The Spear Sucker Shield will absorb any weapon that strikes it, turn it around, and stick it back out. It is also knows as a Reversal Shield, and has been adapted to fit a variety of defensive needs. The original design would absorb the thrust spear and eject it in a similar manner, usually striking its original wielder.
New Submissions



December 7, 2010, 14:36
Ouch. Nasty :) I like it...
December 7, 2010, 18:30
Not a sheild to mess with.
December 13, 2010, 12:37
Even funner when storming castle walls in a hail of arrows....
December 16, 2010, 11:17
I've been waiting awhile to comment on this one because I've been trying to let it grow on me. The idea is interesting -- a bit munchkin-y, to be honest -- but I can see that it would work if you had good rules for blocking with shields in your game system.
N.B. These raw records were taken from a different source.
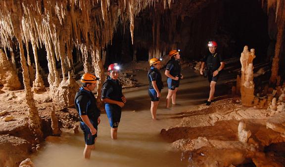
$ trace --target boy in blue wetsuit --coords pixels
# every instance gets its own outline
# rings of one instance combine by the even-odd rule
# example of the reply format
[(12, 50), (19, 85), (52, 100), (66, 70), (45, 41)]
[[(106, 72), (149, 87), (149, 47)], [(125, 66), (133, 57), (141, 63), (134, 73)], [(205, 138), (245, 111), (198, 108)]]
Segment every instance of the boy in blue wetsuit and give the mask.
[(200, 68), (200, 74), (203, 75), (203, 70), (205, 64), (207, 66), (208, 80), (210, 82), (210, 93), (209, 98), (206, 102), (206, 105), (210, 105), (214, 100), (215, 95), (215, 87), (218, 81), (220, 71), (225, 67), (225, 62), (221, 54), (217, 53), (216, 49), (218, 44), (215, 41), (209, 41), (208, 43), (210, 54), (205, 56), (202, 60), (202, 64)]
[(170, 60), (166, 65), (166, 69), (164, 74), (167, 77), (167, 86), (168, 93), (166, 97), (166, 108), (169, 108), (170, 101), (172, 100), (172, 105), (176, 104), (176, 93), (179, 87), (179, 80), (183, 79), (181, 74), (181, 66), (179, 63), (180, 55), (179, 50), (173, 50), (169, 52)]
[(102, 87), (101, 99), (105, 102), (105, 110), (111, 126), (111, 137), (117, 139), (118, 127), (121, 119), (122, 107), (127, 102), (122, 93), (122, 86), (118, 80), (119, 67), (116, 63), (108, 67), (108, 78)]
[(82, 87), (75, 95), (74, 103), (80, 116), (80, 128), (84, 134), (85, 148), (84, 158), (90, 158), (91, 151), (95, 148), (97, 137), (98, 125), (100, 123), (100, 110), (96, 105), (96, 101), (92, 91), (96, 86), (98, 78), (86, 73), (81, 77)]
[(156, 58), (149, 60), (150, 69), (147, 72), (147, 78), (149, 82), (148, 95), (151, 101), (150, 112), (153, 120), (156, 120), (156, 110), (160, 98), (160, 91), (163, 88), (163, 83), (161, 80), (161, 74), (159, 69), (161, 68), (160, 61)]

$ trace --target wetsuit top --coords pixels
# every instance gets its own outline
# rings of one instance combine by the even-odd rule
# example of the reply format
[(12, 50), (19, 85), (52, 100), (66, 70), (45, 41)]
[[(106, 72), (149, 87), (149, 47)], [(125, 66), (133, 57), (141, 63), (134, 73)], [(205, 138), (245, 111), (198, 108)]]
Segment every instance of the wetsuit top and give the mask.
[[(90, 119), (97, 121), (100, 116), (100, 110), (96, 105), (96, 99), (92, 92), (80, 87), (75, 95), (74, 103), (79, 115), (87, 115)], [(81, 117), (80, 119), (82, 121)]]
[(147, 78), (149, 82), (148, 89), (154, 89), (151, 81), (156, 81), (156, 85), (159, 90), (163, 88), (163, 83), (161, 80), (161, 74), (159, 70), (151, 67), (147, 72)]
[(107, 79), (102, 86), (102, 95), (101, 99), (110, 99), (116, 101), (123, 102), (122, 97), (122, 85), (118, 80), (112, 79), (110, 78)]
[(166, 64), (166, 70), (174, 77), (181, 76), (181, 66), (179, 60), (171, 59)]
[(221, 62), (223, 61), (222, 55), (217, 52), (204, 56), (202, 62), (205, 62), (207, 67), (212, 71), (215, 71), (221, 66)]

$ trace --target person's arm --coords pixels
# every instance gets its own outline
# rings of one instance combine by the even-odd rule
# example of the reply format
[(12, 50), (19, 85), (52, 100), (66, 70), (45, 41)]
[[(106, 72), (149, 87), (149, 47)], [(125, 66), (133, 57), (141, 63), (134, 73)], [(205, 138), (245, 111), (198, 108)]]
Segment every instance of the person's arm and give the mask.
[(120, 107), (123, 107), (125, 105), (125, 103), (122, 101), (114, 100), (109, 98), (105, 98), (102, 99), (102, 101), (105, 103), (110, 104), (114, 104), (119, 105)]
[(91, 132), (92, 135), (96, 134), (96, 133), (97, 133), (97, 130), (96, 130), (96, 129), (94, 128), (93, 125), (92, 125), (92, 124), (90, 122), (90, 120), (89, 120), (89, 118), (88, 118), (88, 116), (87, 115), (80, 115), (80, 117), (81, 117), (82, 121), (84, 122), (85, 124), (86, 124), (86, 125), (87, 125), (87, 126), (88, 127), (88, 128), (90, 129), (90, 131)]
[(203, 70), (204, 69), (204, 67), (205, 67), (205, 62), (202, 62), (201, 64), (201, 67), (200, 67), (200, 74), (203, 75)]
[(219, 67), (219, 68), (218, 68), (218, 69), (217, 69), (216, 70), (214, 71), (214, 72), (213, 72), (213, 76), (215, 76), (218, 75), (219, 72), (222, 69), (223, 69), (223, 68), (224, 68), (224, 67), (225, 67), (225, 62), (221, 62), (221, 66), (220, 66), (220, 67)]
[(159, 92), (158, 88), (157, 88), (157, 85), (156, 85), (156, 81), (151, 81), (151, 84), (152, 84), (152, 87), (153, 87), (153, 89), (154, 89), (155, 92), (156, 92), (156, 94), (157, 94), (157, 98), (160, 98), (160, 92)]

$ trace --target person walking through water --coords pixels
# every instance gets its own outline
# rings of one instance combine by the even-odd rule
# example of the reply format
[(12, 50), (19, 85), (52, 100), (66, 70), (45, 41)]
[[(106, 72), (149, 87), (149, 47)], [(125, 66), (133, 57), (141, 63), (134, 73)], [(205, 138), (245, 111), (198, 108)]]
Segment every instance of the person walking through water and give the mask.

What puts me off is really its construction. These are dwarves, right? For a weapon-returning shield I would have expected a more . . . mechanical solution. Maybe something that slingshots the missile around the dwarf and back at their foe. Maybe something that uses magnetic forces. The shamanistic rock substance didn't really do it for me.
Now, I can imagine a sort of "portable portal" variant of this that might make sense (though probably not for dwarves). Instead of a rock that actually sucks the spear out of someone's hands, the shield could be a two-way portal that will simply reflect the attack back out. The enemy would still be holding onto his end of the spear, but the pointy end would now be coming at his chest. No sucking force at all, and no reason the weapon couldn't be half-out, half-in.
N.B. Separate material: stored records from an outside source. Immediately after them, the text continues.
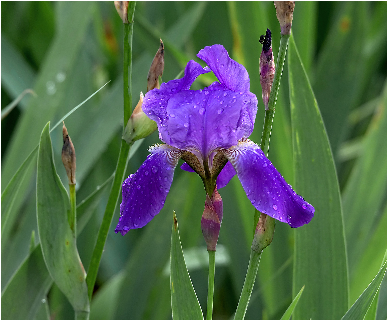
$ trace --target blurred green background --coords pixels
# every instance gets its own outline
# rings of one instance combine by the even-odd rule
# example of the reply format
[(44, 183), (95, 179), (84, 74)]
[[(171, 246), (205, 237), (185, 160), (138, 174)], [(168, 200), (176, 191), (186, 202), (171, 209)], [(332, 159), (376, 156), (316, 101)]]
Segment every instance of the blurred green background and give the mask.
[[(111, 176), (118, 155), (123, 125), (122, 22), (113, 2), (2, 1), (1, 5), (2, 109), (27, 88), (38, 95), (25, 97), (2, 121), (2, 191), (38, 144), (46, 122), (55, 123), (111, 80), (65, 121), (77, 155), (80, 203)], [(337, 169), (350, 305), (376, 275), (386, 248), (386, 15), (385, 2), (297, 2), (292, 25)], [(275, 60), (280, 41), (272, 2), (138, 2), (135, 22), (133, 104), (140, 91), (146, 92), (159, 36), (165, 44), (165, 82), (175, 78), (189, 59), (202, 63), (196, 56), (200, 49), (220, 43), (249, 73), (251, 91), (259, 101), (250, 138), (260, 141), (264, 106), (258, 39), (267, 28), (271, 29)], [(287, 63), (286, 59), (268, 158), (292, 184)], [(192, 88), (208, 85), (213, 77), (199, 77)], [(382, 123), (384, 130), (375, 130)], [(57, 170), (66, 182), (60, 129), (51, 137)], [(157, 133), (142, 141), (130, 161), (128, 175), (145, 159), (147, 148), (159, 142)], [(19, 191), (9, 228), (2, 233), (2, 291), (29, 255), (32, 231), (37, 232), (33, 167)], [(104, 188), (77, 239), (87, 270), (109, 189)], [(218, 244), (225, 251), (224, 261), (216, 268), (213, 318), (229, 319), (245, 278), (254, 212), (237, 177), (220, 192), (225, 213)], [(99, 271), (91, 319), (171, 318), (169, 274), (164, 271), (169, 259), (173, 210), (184, 252), (189, 250), (187, 261), (194, 262), (189, 272), (206, 313), (207, 268), (196, 254), (206, 246), (200, 223), (205, 195), (199, 177), (177, 168), (164, 208), (146, 227), (125, 237), (115, 234), (118, 207)], [(291, 303), (293, 242), (291, 228), (277, 222), (274, 241), (262, 257), (246, 319), (278, 319)], [(386, 275), (383, 285), (378, 316), (385, 319)], [(55, 285), (42, 298), (36, 318), (47, 318), (47, 311), (52, 319), (74, 318), (72, 308)]]

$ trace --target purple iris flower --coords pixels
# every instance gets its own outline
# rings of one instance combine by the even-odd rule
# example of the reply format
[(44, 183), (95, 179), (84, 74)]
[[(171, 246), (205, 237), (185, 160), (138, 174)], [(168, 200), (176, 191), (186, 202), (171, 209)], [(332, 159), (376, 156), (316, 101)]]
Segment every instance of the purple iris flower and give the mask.
[[(124, 235), (142, 227), (159, 213), (180, 158), (185, 162), (181, 168), (196, 172), (209, 195), (216, 184), (221, 188), (237, 174), (248, 198), (260, 212), (292, 227), (308, 223), (314, 208), (248, 139), (253, 129), (257, 99), (249, 91), (246, 70), (220, 45), (205, 47), (197, 56), (208, 67), (191, 60), (182, 78), (146, 94), (142, 109), (156, 122), (165, 144), (150, 147), (140, 168), (124, 181), (115, 232)], [(202, 90), (189, 90), (198, 76), (211, 71), (219, 82)]]

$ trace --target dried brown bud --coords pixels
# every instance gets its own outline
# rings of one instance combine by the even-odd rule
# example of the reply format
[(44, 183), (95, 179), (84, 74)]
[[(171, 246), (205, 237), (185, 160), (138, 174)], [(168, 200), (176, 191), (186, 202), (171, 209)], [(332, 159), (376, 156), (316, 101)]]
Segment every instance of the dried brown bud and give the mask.
[(147, 77), (147, 92), (154, 88), (159, 89), (159, 76), (163, 75), (165, 68), (165, 46), (160, 39), (160, 46), (151, 64)]
[(290, 35), (295, 1), (274, 1), (274, 4), (276, 8), (276, 17), (280, 24), (281, 34)]
[(69, 184), (75, 184), (75, 150), (71, 139), (68, 134), (68, 130), (63, 123), (62, 134), (63, 147), (62, 147), (62, 162), (68, 174)]
[(257, 222), (256, 230), (252, 243), (252, 249), (260, 253), (271, 244), (274, 238), (275, 231), (275, 219), (266, 214), (261, 213)]
[(128, 23), (128, 3), (129, 1), (115, 1), (114, 6), (124, 23)]

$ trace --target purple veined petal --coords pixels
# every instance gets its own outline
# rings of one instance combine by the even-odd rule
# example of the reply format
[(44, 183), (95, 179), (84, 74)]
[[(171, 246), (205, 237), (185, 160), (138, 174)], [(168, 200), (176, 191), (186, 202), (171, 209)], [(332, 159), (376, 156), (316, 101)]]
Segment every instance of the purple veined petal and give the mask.
[(236, 175), (236, 171), (230, 162), (228, 161), (217, 177), (217, 188), (219, 189), (226, 186)]
[(236, 145), (242, 137), (237, 128), (242, 95), (216, 88), (182, 91), (170, 99), (167, 111), (171, 146), (199, 151), (204, 158), (217, 148)]
[(177, 93), (190, 89), (190, 86), (200, 75), (210, 71), (208, 67), (203, 68), (194, 60), (190, 60), (185, 69), (185, 75), (180, 79), (163, 83), (160, 88), (155, 88), (146, 94), (142, 109), (149, 118), (158, 125), (159, 135), (165, 142), (170, 144), (167, 131), (167, 103)]
[(185, 162), (180, 165), (180, 168), (181, 169), (183, 169), (184, 170), (185, 170), (186, 172), (189, 172), (190, 173), (195, 173), (195, 171), (191, 168), (190, 167), (190, 165)]
[(140, 168), (123, 183), (120, 218), (114, 230), (125, 235), (132, 229), (142, 227), (160, 212), (170, 191), (174, 171), (186, 152), (166, 145), (150, 148)]
[(248, 198), (257, 210), (291, 227), (310, 222), (314, 208), (294, 191), (255, 143), (244, 139), (222, 152), (234, 167)]
[(257, 113), (257, 98), (249, 92), (248, 73), (242, 65), (231, 59), (228, 52), (221, 45), (205, 47), (197, 56), (203, 60), (216, 76), (227, 88), (241, 93), (244, 96), (240, 119), (237, 126), (249, 137), (255, 125)]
Just my 2c. Even if you didn't change the construction or effects of this shield in any way, it could still use some expansion.
December 16, 2010, 15:47
The idea is interesting but I have trouble visualizing it. Dossta's idea of a "portable portal" is a nice twist and is easier for me to see. It is especially nasty, since all of the attacker's force is twisted back around.
This sub leaves me curious about the Skkanden. They seem more "savage" than the average Dwarf. Are they more focused on stonework than metalwork? Is their culture more tribal/animistic in nature?
December 18, 2010, 16:08
I see these two clans as having very little metal in their mountains, yet fighting over a cache of various magical/god blessed stone materials. Or maybe they only have access to precious metals not suitable for war.
The Murdholm would use wooden spears and arrows, possibly with a type of well woven wooden basket-like shield.
This is as much as I have expanded the idea past the original submission.
December 19, 2010, 11:32
September 23, 2012, 2:52
I would spin it into a racial lesson learned the hard way. Honor your race and gods!